Cloudy: Wiesz co? Ten cały czas, który poświęcam, to tylko robienie tego, żebyśmy były przyjaciółkami! Jak możesz tak manipulować ludźmi? Jesteś najokropniejszą, najwredniejszą i najgłupszą siostrą jaką w życiu widziałam!

Heaven: A ty jesteś najgorszą i najobrzydliwszą dz*wką!

[Cloudy ucieka z płaczem, a Heaven szantażuje Zoey]

Zoey: Zgoda, zacznę manipulować drużyną -:)
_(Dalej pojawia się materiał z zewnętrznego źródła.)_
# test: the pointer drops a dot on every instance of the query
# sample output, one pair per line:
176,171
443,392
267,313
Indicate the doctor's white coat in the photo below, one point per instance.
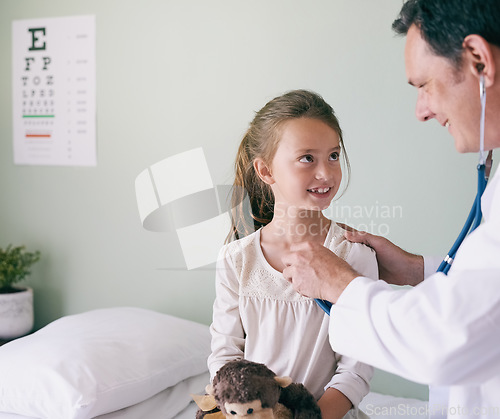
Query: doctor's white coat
443,332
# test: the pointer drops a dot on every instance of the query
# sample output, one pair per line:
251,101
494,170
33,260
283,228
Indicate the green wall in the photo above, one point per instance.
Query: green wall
174,75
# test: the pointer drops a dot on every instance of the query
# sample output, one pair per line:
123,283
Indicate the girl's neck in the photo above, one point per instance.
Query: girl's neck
290,226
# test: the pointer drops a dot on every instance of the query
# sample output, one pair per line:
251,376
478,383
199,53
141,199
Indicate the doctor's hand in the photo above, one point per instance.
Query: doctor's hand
395,265
317,272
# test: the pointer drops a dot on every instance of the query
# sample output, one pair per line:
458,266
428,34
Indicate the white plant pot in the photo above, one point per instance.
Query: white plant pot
16,314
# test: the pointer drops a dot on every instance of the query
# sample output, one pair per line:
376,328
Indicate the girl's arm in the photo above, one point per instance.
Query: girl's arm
333,404
228,336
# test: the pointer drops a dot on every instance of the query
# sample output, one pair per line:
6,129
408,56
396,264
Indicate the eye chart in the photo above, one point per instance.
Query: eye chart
54,91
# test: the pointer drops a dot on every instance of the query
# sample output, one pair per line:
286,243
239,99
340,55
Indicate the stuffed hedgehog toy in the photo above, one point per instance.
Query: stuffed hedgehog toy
242,389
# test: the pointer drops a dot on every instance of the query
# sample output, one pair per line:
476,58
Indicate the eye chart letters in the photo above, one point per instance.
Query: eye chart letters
54,91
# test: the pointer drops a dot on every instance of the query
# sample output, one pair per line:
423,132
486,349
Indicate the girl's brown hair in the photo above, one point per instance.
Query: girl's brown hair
261,140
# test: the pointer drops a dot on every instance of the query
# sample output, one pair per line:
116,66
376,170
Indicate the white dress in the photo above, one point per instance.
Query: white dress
259,316
443,332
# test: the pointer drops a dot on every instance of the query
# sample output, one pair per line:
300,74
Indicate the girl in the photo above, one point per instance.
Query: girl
289,165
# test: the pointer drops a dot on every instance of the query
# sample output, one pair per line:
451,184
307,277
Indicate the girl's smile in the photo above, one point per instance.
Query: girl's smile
305,172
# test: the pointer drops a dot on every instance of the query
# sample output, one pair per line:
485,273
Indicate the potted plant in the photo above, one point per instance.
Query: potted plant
16,303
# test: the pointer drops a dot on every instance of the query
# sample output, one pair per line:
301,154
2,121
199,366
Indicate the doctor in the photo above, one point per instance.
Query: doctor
445,331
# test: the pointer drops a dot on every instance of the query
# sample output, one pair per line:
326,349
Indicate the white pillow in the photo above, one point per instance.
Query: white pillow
100,361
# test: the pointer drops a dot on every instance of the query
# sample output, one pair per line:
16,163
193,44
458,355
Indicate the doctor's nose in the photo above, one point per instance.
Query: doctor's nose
422,110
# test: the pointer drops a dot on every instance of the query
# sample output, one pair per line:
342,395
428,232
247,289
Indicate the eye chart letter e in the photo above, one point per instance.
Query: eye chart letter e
54,91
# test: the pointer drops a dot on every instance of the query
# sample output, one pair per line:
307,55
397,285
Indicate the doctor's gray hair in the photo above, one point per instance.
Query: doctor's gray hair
444,24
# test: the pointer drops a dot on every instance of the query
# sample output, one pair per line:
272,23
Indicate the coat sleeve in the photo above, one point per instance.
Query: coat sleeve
352,377
442,332
228,336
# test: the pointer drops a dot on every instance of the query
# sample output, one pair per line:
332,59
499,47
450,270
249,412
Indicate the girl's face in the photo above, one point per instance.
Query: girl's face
305,172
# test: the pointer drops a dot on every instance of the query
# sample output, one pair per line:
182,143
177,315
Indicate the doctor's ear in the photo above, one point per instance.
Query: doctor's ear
263,171
479,57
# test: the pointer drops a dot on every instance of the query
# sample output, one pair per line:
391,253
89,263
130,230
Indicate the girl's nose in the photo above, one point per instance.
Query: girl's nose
321,172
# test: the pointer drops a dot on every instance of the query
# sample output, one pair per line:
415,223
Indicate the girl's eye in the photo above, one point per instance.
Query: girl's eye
334,156
306,159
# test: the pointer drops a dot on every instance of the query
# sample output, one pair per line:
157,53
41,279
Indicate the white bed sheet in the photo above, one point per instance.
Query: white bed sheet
171,403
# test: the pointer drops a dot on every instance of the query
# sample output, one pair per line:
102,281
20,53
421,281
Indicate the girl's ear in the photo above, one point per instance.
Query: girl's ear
263,171
480,59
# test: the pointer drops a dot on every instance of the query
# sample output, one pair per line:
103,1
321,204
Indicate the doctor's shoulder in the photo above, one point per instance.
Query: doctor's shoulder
361,257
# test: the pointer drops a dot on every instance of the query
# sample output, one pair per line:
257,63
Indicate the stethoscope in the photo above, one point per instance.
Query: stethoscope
483,173
475,215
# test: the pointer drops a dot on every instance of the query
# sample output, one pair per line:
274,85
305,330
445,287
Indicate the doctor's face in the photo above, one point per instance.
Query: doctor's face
446,94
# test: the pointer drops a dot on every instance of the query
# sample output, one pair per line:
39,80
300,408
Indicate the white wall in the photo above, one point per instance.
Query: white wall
173,75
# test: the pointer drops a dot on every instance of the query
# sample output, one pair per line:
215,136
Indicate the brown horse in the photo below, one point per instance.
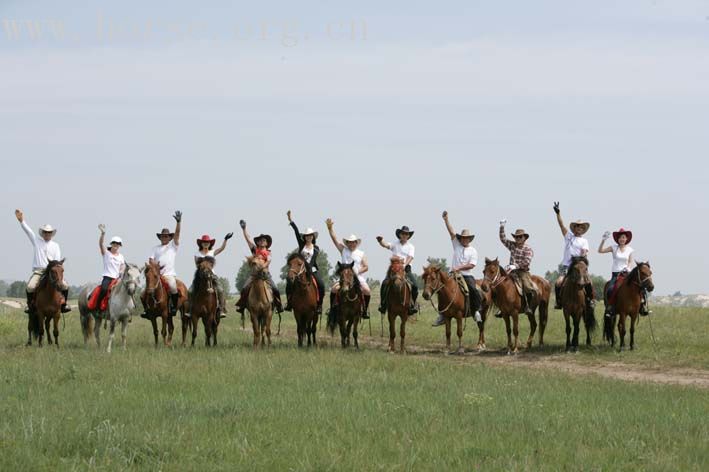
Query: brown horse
260,301
629,299
398,302
508,300
204,303
451,301
47,305
304,298
155,299
350,307
573,302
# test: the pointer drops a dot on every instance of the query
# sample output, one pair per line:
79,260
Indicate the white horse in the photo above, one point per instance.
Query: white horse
120,306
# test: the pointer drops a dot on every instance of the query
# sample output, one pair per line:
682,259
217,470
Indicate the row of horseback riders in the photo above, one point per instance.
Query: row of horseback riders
464,261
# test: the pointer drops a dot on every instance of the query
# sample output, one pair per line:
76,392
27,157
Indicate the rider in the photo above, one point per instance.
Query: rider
308,248
164,254
623,261
465,258
575,245
45,250
205,248
521,255
113,263
404,251
350,252
260,246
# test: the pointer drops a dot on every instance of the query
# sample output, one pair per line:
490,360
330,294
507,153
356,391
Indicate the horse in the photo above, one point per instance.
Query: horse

(Pokój Zwierzeń) Zoey: Nie będę manipulowała drużyną, za żadne skarby. To moi przyjaciele! Nigdy w życiu, słuchaj mnie Heaven, nie ma mowy!


Hala Chrisa[]

Chris: Dzień dobry! Spotykamy się na Pracowni Polonistyki.


Pracownia Polonistyczna[]

Chef: Dziś za zadanie macie zrobić eSay, na którym napiszecie czym jest Totalna Porażka. Oceniać eSay'e będą...

...

...

Topher i Sierra!

Rocky: Co?!

Topher: No to jak, napiszecie Esay'e?

Heaven: Po co mamy pisać eseje?

Chef: Bo tak mi się podoba! Inaczej dyskwalifikacja.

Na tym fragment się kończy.